If, for example, we knew every single PDF was 5MB and we can process 250 files per second, we’d then know that we could quickly spin up 5x 48GB Droplets and offload 250 images to each one. As this would be a very special case, it’s not all that feasible as I’m sure each PDF is not 100% identical.

What We Know

As per your test, you’re processing 1,000 images in 60 seconds, or one image every 0.06 seconds.

To put conversion in to perspective, the above test is converting:

1,000 = 60 seconds
500   = 30 seconds
250   = 15 seconds
125   = 7.5 seconds
62.5  = 3.75 seconds

Images per Second

That means you should be able to do ~83 images in 5 seconds (4.98 seconds to be exact) on that the Droplet w/ 16 CPU Cores, which equates to offloading the images to 12 Droplets at the same time and of the same spec to reach your desired 5 second processing time.

This, however, doesn’t include the time it’ll take to pull them down from these servers, back to either your location or your main Droplet.

You’d need to factor the pull down time in as well.

Alternative to Convert

You can install poppler-utils and use pdftoppm to convert, though there’s no option to combine the pages if each PDF has more than one page, so you’d need to pull multiple images down as soon as the conversion process is complete.

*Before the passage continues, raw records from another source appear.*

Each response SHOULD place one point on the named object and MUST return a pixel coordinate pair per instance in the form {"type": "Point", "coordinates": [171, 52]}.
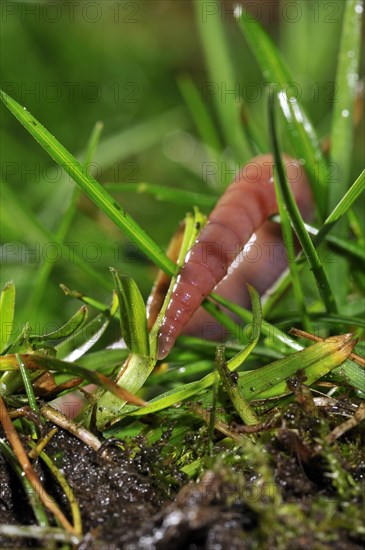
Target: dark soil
{"type": "Point", "coordinates": [128, 502]}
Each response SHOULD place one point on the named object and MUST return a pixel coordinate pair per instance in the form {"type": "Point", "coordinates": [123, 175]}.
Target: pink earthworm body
{"type": "Point", "coordinates": [237, 234]}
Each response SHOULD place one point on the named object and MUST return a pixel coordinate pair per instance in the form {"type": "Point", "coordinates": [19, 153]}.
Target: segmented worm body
{"type": "Point", "coordinates": [237, 224]}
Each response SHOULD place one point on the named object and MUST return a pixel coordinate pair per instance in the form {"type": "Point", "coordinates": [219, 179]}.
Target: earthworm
{"type": "Point", "coordinates": [239, 217]}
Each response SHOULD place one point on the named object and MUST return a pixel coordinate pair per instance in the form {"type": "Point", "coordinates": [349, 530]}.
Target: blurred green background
{"type": "Point", "coordinates": [74, 63]}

That being said, converting images at that speed is going to need multiple servers and actually getting that speed is going to depend on numerous factors (size is one of the main). The good news is that you can keep costs in line by using the DigitalOcean API to spawn the Droplets for processing.

Connecting to the API, you can deploy on-demand, run your tasks, and then destroy the Droplet so you’re not incurring recurring costs by keeping the Droplets alive for the entire month.

As far as how you’d connect, it really depends. You can access the API using any programming language you’d like – PHP, NodeJS, Ruby, etc.

How you’d really set something like this up to achieve the desired results really depends on how you need to do this, so knowing more would be ideal as right now suggestions are only that :-).